Aujourd’hui, j’ai un bon nombre d’amies avec qui, si elles me demandaient, j’envisagerais une relation plus qu’amicale sans hésiter. Et c’est en réfléchissant à pourquoi j’éprouve une attirance pour ces femmes que j’ai fait le rapprochement avec les notions de sacré. Bien que pour certaines, je les connaisse de longue date, et que nos relations ont évolué avec le temps (on n’a pas les mêmes centres d’intérêt à 7 ans et à 38 ans), c’est comme si je, on, savait qu’il y avait un lien indicible mais au-delà de toute apparence ou vraisemblance, qui fait que la relation a son importance. Ces personnes ont une voire plusieurs vies, en couple, en famille, à l’autre bout du monde, je l’espère sont heureuses malgré ce monde qui nous met des bâtons dans les roues quotidiennement.

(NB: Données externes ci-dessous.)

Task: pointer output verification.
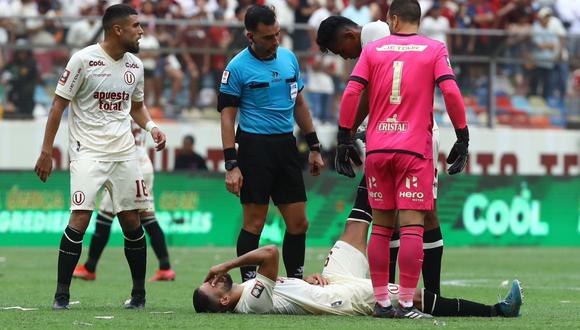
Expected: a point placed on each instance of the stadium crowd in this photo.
(187, 44)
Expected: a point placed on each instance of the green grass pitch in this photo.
(550, 278)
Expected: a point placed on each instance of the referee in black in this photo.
(262, 84)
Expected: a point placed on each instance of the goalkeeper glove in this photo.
(459, 153)
(345, 153)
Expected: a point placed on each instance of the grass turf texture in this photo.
(27, 279)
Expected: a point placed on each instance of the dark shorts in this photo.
(271, 168)
(361, 210)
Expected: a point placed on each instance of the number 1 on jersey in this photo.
(397, 77)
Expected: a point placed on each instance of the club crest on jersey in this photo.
(225, 77)
(64, 77)
(257, 289)
(393, 125)
(78, 197)
(129, 78)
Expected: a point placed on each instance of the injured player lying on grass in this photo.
(341, 289)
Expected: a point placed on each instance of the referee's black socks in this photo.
(157, 241)
(247, 242)
(98, 241)
(433, 253)
(136, 254)
(293, 254)
(69, 252)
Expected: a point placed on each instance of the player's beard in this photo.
(133, 49)
(228, 282)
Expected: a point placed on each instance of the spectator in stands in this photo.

J’éprouve un brin de nostalgie, d’une époque courte et révolue où une personne était heureuse en ma présence, qui avait fait le choix de faire un petit bout d’un petit chemin à mes côtés. Le gouffre affectif que je trimbale depuis des lustres est pesant, et bien que je puisse donner la sensation de préférer l’isolement, une vieille habitude que mon métier n’a pas aidé, j’apprécie la compagnie des gens, car je sais que certains m’aiment et ne pas les voir plus souvent doit m’affecter plus que je ne saurais l’admettre. Parfois, je sens que j’entre dans un jeu psychologique, en tant que victime, dans le but de quémander cette affection ; je ne sais pas si mes interlocutrices le sentent aussi ou pas.